6 Not good [is] your glorying; have ye not known that a little leaven the whole lump doth leaven?
7 cleanse out, therefore, the old leaven, that ye may be a new lump, according as ye are unleavened, for also our passover for us was sacrificed -- Christ,
8 so that we may keep the feast, not with old leaven, nor with the leaven of evil and wickedness, but with unleavened food of sincerity and truth.
9 I did write to you in the epistle, not to keep company with whoremongers --
10 and not certainly with the whoremongers of this world, or with the covetous, or extortioners, or idolaters, seeing ye ought then to go forth out of the world --
11 and now, I did write to you not to keep company with [him], if any one, being named a brother, may be a whoremonger, or covetous, or an idolater, or a railer, or a drunkard, or an extortioner -- with such a one not even to eat together;
12 for what have I also those without to judge? those within do ye not judge?
13 and those without God doth judge; and put ye away the evil from among yourselves.
1 Men hoort ganselijk, dat er hoererij onder u is, en zodanige hoererij, die ook onder de heidenen niet genoemd wordt, alzo dat er een zijns vaders huisvrouw heeft.
2 En zijt gij nog opgeblazen, en hebt niet veel meer leed gedragen, opdat hij uit het midden van u weggedaan worde, die deze daad begaan heeft?

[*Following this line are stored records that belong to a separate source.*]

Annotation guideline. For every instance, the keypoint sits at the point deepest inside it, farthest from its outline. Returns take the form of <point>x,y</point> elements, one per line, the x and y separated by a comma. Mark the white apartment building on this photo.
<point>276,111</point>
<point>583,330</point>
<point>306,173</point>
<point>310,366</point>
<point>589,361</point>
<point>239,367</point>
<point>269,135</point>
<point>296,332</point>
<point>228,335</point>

3 Doch ik, als wel met het lichaam afwezend, maar tegenwoordig zijnde met den geest, heb alrede, als of ik tegenwoordig ware, dengene, die dat alzo bedreven heeft, besloten,
4 In den Naam van onzen Heere Jezus Christus, als gijlieden en mijn geest samen vergaderd zullen zijn, met de kracht van onzen Heere Jezus Christus,
5 Denzulken over te geven aan den satan, tot verderf des vleses, opdat de geest behouden moge worden in den dag van den Heere Jezus.
6 Uw roem is niet goed. Weet gij niet, dat een weinig zuurdesem het gehele deeg zuur maakt?
7 Zuivert dan den ouden zuurdesem uit, opdat gij een nieuw deeg zijn moogt, gelijk gij ongezuurd zijt. Want ook ons Pascha is voor ons geslacht, namelijk Christus.
8 Zo dan laat ons feest houden, niet in den ouden zuurdesem, noch in den zuurdesem der kwaadheid en der boosheid, maar in de ongezuurde broden der oprechtheid en der waarheid.
9 Ik heb u geschreven in den brief, dat gij u niet zoudt vermengen met de hoereerders;
10 Doch niet geheellijk met de hoereerders dezer wereld, of met de gierigaards, of met de rovers, of met de afgodendienaars; want anders zoudt gij moeten uit de wereld gaan.
11 Maar nu heb ik u geschreven, dat gij u niet zult vermengen, namelijk indien iemand, een broeder genaamd zijnde, een hoereerder is, of een gierigaard, of een afgodendienaar, of een lasteraar, of een dronkaard, of een rover; dat gij met zodanig een ook niet zult eten.
12 Want wat heb ik ook die buiten zijn te oordelen? Oordeelt gijlieden niet die binnen zijn?
13 Maar die buiten zijn oordeelt God. En doet gij deze boze uit ulieden weg.